Machine Learning analyzers

DataCleaner offers a set of analyzers with the purpose of training or testing Machine Learning models. The idea is that records can be used to build ("train") a mathematical model that describes the value of any given attribute/column based on the other attributes of the record. For example, you could classify or predict house prices based on historical data given price and relevant factors for the price such as size, location, condition and time of year.

There are two use-cases that are supported:

  1. Classification, which is the act of determining a class of record. For example, you may want to classify what product most likely fits a particular customer based on the attributes of the customer.

  2. Regression, which is determines a continuous value on a numeric scale. For example, you might want try to predict the price of a house based on the traits of the house.

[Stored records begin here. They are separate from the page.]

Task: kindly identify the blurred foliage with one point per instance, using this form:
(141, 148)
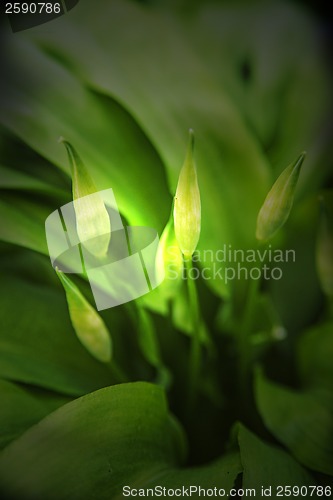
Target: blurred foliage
(123, 81)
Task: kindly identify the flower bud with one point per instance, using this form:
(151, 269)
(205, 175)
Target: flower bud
(87, 323)
(187, 207)
(277, 205)
(92, 219)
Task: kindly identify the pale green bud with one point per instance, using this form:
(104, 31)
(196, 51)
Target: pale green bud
(92, 219)
(187, 206)
(87, 323)
(324, 255)
(169, 260)
(278, 203)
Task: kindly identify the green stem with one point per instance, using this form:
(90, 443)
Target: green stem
(195, 352)
(245, 329)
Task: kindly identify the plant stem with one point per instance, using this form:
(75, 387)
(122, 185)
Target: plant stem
(195, 352)
(245, 330)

DataCleaner has built in support for the following types of Machine Learning models:

  1. Random Forests

  2. Support Vector Machines

  3. Neural Networks

When training a model, you provide data that represents truthful observations. These records have to include values for the attribute that you will be trying to classify or predict using regression.

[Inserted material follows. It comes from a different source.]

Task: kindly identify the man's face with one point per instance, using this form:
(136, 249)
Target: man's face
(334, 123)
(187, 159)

Attributes that affect the prediction or classification are called features. Feature has to be numeric as to provide meaningful mathematical input to the model. So sometimes a feature has to be extracted from a raw value instead of just applied as-is. For example, in textual analysis where you're trying to determine the language or nature of a piece of text, you will typically want to extract n-grams from the text. DataCleaner offers the following feature extraction strategies (which you select when adding a column as input to the training component):

  1. Direct (0.0 to 1.0), Takes numerical values as-is.

  2. Scaled (Min-Max), Scales numerical values from the minimum to the maximum value observed.

  3. Vector (One-Hot Encoding), Generates a feature for every distinct value encountered. The values of the feature will be either 0 or 1 to indicate whether or not the record has that particular value.

  4. Vector (2-gram), Generates a feature for every 2-gram observed in the text.

  5. Vector (3-gram), Generates a feature for every 3-gram observed in the text.

  6. Vector (4-gram), Generates a feature for every 4-gram observed in the text.

  7. Vector (5-gram), Generates a feature for every 5-gram observed in the text.